Alternatively, sending clinical specimens to reference laboratories for testing can significantly increase the turnaround time required to get the results to physicians. Rapid diagnostics that facilitate early initiation of life-saving treatment are critical in ID patient care, where even a few hours delay can negatively impact patient outcomes. Public health responses also require rapid identification of an emerging health risk, and any delay in activation of important public health protocols allows dangerous infections to spread. Delays incurred by sending specimens to reference laboratories with requirements for transport time and inflexible testing schedules may significantly delay detection of ID outbreaks. Lastly, commercial laboratories may lag significantly in making new tests available as new diseases emerge, hampering our full understanding of what constitutes test accuracy for an emerging infection and putting patient safety and public health at risk. The consequence would be a delay in available testing and results and an anti-development environment that is anti-competitive from the perspective of test development and test pricing.

In summary, both ID LDTs and commercial tests play important roles in the care of patients with infectious diseases, and we reiterate that economic incentives and appropriate regulation for both types of diagnostics are needed to ensure patients, and their physicians, have access to cutting edge quality enhancements in patient care. IDSA, PACSV, and ASM also offer the expertise of its members to assist in continuing efforts to improve the regulatory environment for diagnostics. Once again, we greatly appreciate Congress’s ongoing commitment to patient care and public health and your willingness to engage on this complex issue. We look forward to continuing to provide our perspective and expertise to stakeholders and working with you to craft appropriate policies to spur innovation and protect patient access to high quality diagnostic testing. Should you have any questions, please do not hesitate to contact Jaclyn Levy, IDSA’s Senior Program Officer for Science & Research Policy, at or 703-299-1216.

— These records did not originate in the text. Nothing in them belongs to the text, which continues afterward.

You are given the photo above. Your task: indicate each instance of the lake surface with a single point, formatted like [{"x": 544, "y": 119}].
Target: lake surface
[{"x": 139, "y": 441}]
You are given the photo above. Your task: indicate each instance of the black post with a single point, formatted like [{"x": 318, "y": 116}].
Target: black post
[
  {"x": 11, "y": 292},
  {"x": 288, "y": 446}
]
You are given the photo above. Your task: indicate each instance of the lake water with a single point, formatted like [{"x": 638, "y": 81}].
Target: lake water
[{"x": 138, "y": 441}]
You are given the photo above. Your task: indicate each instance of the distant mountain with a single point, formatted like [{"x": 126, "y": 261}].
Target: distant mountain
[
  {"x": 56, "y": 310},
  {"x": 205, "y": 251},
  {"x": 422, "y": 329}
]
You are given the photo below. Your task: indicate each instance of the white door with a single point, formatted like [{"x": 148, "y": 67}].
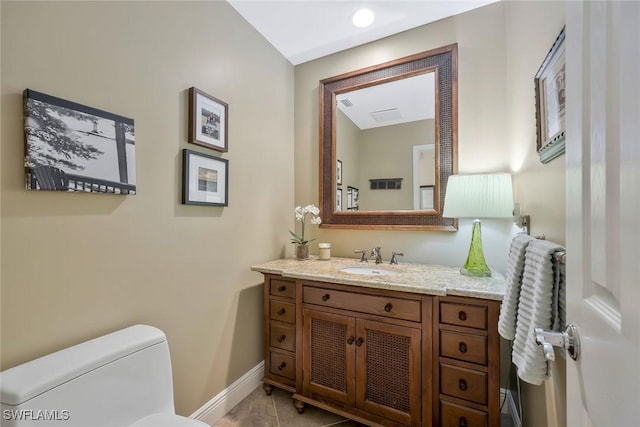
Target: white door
[{"x": 603, "y": 211}]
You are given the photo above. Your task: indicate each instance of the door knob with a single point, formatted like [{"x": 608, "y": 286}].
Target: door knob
[{"x": 569, "y": 340}]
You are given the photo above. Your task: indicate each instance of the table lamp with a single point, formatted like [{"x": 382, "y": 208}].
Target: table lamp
[{"x": 478, "y": 196}]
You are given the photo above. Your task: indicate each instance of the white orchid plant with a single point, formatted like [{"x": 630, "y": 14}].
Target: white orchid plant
[{"x": 301, "y": 215}]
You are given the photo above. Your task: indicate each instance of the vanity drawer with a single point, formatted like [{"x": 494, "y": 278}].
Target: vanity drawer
[
  {"x": 381, "y": 305},
  {"x": 470, "y": 348},
  {"x": 283, "y": 364},
  {"x": 283, "y": 288},
  {"x": 283, "y": 336},
  {"x": 463, "y": 383},
  {"x": 458, "y": 416},
  {"x": 283, "y": 311},
  {"x": 471, "y": 316}
]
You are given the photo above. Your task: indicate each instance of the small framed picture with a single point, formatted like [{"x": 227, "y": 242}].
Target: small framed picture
[
  {"x": 551, "y": 102},
  {"x": 205, "y": 179},
  {"x": 208, "y": 120}
]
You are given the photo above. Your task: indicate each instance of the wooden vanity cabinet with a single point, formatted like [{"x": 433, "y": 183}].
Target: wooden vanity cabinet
[
  {"x": 467, "y": 363},
  {"x": 381, "y": 357},
  {"x": 279, "y": 333}
]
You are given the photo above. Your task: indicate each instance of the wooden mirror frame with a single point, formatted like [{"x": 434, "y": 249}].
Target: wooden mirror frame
[{"x": 444, "y": 62}]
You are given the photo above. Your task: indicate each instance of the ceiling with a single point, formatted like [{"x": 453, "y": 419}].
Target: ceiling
[{"x": 304, "y": 30}]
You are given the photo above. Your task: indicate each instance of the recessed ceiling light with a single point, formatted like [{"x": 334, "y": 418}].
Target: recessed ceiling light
[{"x": 363, "y": 18}]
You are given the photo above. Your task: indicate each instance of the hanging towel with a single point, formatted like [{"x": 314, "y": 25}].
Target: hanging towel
[
  {"x": 539, "y": 307},
  {"x": 515, "y": 268}
]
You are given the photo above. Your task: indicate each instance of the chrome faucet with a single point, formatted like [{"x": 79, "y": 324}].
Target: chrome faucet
[
  {"x": 364, "y": 255},
  {"x": 375, "y": 252}
]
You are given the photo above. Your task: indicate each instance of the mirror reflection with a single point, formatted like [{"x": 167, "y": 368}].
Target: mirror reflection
[
  {"x": 388, "y": 143},
  {"x": 385, "y": 145}
]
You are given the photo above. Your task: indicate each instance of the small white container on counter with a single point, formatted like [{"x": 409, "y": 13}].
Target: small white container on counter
[{"x": 324, "y": 251}]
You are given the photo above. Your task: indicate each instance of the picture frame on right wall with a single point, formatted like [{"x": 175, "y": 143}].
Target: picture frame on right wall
[{"x": 551, "y": 102}]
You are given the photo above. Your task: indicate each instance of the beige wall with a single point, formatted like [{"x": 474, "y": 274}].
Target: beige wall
[
  {"x": 75, "y": 266},
  {"x": 500, "y": 48}
]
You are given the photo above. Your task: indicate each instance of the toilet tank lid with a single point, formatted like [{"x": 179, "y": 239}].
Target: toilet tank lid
[{"x": 24, "y": 382}]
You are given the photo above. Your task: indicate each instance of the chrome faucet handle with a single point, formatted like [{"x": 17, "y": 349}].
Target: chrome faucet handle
[
  {"x": 394, "y": 260},
  {"x": 364, "y": 255}
]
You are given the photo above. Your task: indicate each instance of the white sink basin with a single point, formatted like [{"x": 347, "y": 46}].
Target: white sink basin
[{"x": 368, "y": 271}]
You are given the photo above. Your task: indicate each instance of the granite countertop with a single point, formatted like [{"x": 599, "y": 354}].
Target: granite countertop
[{"x": 417, "y": 278}]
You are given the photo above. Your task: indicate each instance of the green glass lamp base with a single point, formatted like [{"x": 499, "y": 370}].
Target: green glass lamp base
[{"x": 476, "y": 266}]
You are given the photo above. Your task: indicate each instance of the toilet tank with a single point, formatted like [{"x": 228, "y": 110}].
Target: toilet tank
[{"x": 110, "y": 381}]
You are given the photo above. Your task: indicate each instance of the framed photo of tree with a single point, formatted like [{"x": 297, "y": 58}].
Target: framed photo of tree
[
  {"x": 208, "y": 120},
  {"x": 73, "y": 147}
]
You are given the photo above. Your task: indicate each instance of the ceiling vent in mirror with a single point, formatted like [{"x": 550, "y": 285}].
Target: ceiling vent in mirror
[{"x": 386, "y": 115}]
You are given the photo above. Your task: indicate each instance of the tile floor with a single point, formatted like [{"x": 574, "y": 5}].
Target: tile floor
[{"x": 260, "y": 410}]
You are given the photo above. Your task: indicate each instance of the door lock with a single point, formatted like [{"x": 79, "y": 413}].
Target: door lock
[{"x": 568, "y": 340}]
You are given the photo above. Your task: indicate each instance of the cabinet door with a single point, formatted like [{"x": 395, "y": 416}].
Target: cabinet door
[
  {"x": 388, "y": 371},
  {"x": 328, "y": 355}
]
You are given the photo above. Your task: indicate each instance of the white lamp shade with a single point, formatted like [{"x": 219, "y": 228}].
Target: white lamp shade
[{"x": 479, "y": 196}]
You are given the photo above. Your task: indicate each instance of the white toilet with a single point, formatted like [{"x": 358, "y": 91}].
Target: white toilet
[{"x": 122, "y": 379}]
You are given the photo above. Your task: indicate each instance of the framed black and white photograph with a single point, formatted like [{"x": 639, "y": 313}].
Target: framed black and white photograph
[
  {"x": 76, "y": 148},
  {"x": 208, "y": 120},
  {"x": 205, "y": 179},
  {"x": 551, "y": 102}
]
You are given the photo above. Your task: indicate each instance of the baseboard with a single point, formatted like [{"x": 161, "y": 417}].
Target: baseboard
[
  {"x": 510, "y": 407},
  {"x": 212, "y": 411}
]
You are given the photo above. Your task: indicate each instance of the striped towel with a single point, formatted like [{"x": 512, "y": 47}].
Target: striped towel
[
  {"x": 539, "y": 307},
  {"x": 515, "y": 268}
]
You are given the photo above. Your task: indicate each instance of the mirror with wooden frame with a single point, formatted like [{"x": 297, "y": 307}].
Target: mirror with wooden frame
[{"x": 399, "y": 192}]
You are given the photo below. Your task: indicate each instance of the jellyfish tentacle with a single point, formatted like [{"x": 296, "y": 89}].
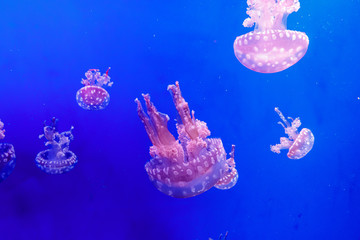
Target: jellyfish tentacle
[
  {"x": 150, "y": 129},
  {"x": 159, "y": 121},
  {"x": 282, "y": 117},
  {"x": 165, "y": 144},
  {"x": 2, "y": 130},
  {"x": 285, "y": 143},
  {"x": 230, "y": 176},
  {"x": 194, "y": 128},
  {"x": 183, "y": 109},
  {"x": 269, "y": 14}
]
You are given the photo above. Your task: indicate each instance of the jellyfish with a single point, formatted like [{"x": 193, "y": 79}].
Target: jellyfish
[
  {"x": 7, "y": 156},
  {"x": 191, "y": 165},
  {"x": 58, "y": 158},
  {"x": 93, "y": 96},
  {"x": 299, "y": 144},
  {"x": 270, "y": 47}
]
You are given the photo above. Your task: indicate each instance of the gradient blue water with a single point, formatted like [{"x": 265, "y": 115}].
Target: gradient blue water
[{"x": 46, "y": 47}]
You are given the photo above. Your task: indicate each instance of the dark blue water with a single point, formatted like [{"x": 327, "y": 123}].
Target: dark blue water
[{"x": 45, "y": 49}]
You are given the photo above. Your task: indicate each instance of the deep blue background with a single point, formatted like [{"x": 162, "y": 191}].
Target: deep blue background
[{"x": 45, "y": 49}]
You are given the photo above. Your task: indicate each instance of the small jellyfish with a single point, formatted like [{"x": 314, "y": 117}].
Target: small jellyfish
[
  {"x": 93, "y": 96},
  {"x": 299, "y": 144},
  {"x": 270, "y": 47},
  {"x": 191, "y": 165},
  {"x": 7, "y": 156},
  {"x": 58, "y": 158}
]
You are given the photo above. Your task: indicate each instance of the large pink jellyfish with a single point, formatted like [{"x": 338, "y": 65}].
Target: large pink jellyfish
[
  {"x": 270, "y": 47},
  {"x": 299, "y": 144},
  {"x": 58, "y": 159},
  {"x": 191, "y": 165},
  {"x": 7, "y": 156},
  {"x": 93, "y": 96}
]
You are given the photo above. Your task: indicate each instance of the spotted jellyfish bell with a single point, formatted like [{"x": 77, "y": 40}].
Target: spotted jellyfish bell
[
  {"x": 58, "y": 158},
  {"x": 270, "y": 48},
  {"x": 299, "y": 144},
  {"x": 7, "y": 156},
  {"x": 93, "y": 96},
  {"x": 191, "y": 165}
]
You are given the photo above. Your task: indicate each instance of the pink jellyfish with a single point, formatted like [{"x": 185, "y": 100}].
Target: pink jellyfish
[
  {"x": 7, "y": 156},
  {"x": 270, "y": 47},
  {"x": 191, "y": 165},
  {"x": 93, "y": 96},
  {"x": 58, "y": 159},
  {"x": 299, "y": 144}
]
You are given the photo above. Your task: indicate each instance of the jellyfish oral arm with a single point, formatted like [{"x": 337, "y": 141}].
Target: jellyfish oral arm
[
  {"x": 2, "y": 130},
  {"x": 285, "y": 143},
  {"x": 93, "y": 77},
  {"x": 269, "y": 14},
  {"x": 193, "y": 127},
  {"x": 164, "y": 143}
]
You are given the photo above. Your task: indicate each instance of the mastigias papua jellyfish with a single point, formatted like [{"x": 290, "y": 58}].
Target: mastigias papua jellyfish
[
  {"x": 58, "y": 158},
  {"x": 299, "y": 144},
  {"x": 191, "y": 165},
  {"x": 93, "y": 96},
  {"x": 7, "y": 156},
  {"x": 270, "y": 47}
]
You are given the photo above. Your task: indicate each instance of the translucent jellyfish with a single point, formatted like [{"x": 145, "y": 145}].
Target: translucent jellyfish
[
  {"x": 191, "y": 165},
  {"x": 58, "y": 158},
  {"x": 7, "y": 156},
  {"x": 93, "y": 96},
  {"x": 299, "y": 144},
  {"x": 270, "y": 47}
]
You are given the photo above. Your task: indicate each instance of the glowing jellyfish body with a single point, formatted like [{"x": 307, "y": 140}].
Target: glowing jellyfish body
[
  {"x": 191, "y": 165},
  {"x": 93, "y": 96},
  {"x": 58, "y": 159},
  {"x": 7, "y": 156},
  {"x": 299, "y": 144},
  {"x": 270, "y": 47}
]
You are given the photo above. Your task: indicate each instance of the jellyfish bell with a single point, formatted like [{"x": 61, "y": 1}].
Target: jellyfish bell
[
  {"x": 299, "y": 144},
  {"x": 270, "y": 48},
  {"x": 58, "y": 158},
  {"x": 51, "y": 164},
  {"x": 93, "y": 96},
  {"x": 302, "y": 144},
  {"x": 191, "y": 165},
  {"x": 7, "y": 156}
]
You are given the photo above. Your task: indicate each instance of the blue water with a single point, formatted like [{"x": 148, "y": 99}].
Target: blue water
[{"x": 45, "y": 49}]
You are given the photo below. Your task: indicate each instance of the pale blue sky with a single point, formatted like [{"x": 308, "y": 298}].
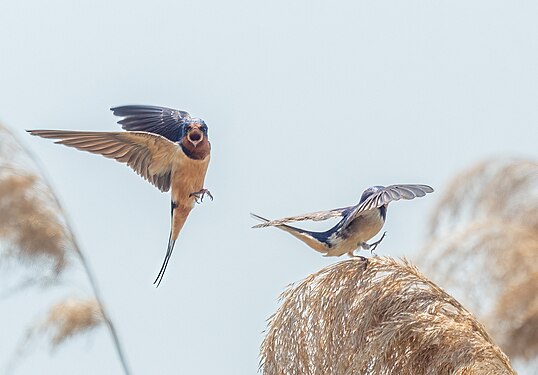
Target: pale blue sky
[{"x": 307, "y": 103}]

William G. Powderly, M.D., FIDSA
President, IDSA

Susan Sharp, Ph.D., D(ABMM), FAAM
President, ASM

Alexandra Valsamakis, M.D., Ph.D.
President, PASCV


IDSA represents over 10,000 infectious diseases physicians and scientists devoted to patient care, disease prevention, public health, education, and research in the area of infectious diseases. Our members care for patients of all ages with serious infections, including meningitis, pneumonia, tuberculosis, HIV/AIDS, antibiotic-resistant bacterial infections such as those caused by methicillin-resistant Staphylococcus aureus (MRSA) vancomycin-resistant enterococci (VRE), and Gram-negative bacterial infections such as Acinetobacter baumannii, Klebsiella pneumoniae, and Pseudomonas aeruginosa, and, finally, emerging infectious syndromes such as Ebola virus fever, enterovirus D68 infection, Middle East Respiratory Syndrome Coronavirus (MERS-CoV), and infections caused by bacteria containing the New Delhi metallo-beta-lactamase (NDM) enzyme that makes them resistant to a broad range of antibacterial drugs.

ASM is the world's largest life science Society, comprised of approximately 50,000 professionals in the microbiological sciences.  ASM members work in educational, research, industrial, and government settings on issues such as the environment, the prevention and treatment of infectious diseases, laboratory and diagnostic medicine, and food and water safety.  Many of ASM’s members have primary involvement in clinical laboratory medicine including individuals directing clinical microbiology, immunology and molecular diagnostic laboratories.

The PASCV is an international society whose members perform laboratory testing for the detection, quantification, and characterization of viral pathogens. PASCV membership includes physicians, doctoral-level scientists, and medical technologists, representing academic medicine, clinical laboratories, commercial laboratories, the pharmaceutical industry, and in vitro diagnostics manufacturing.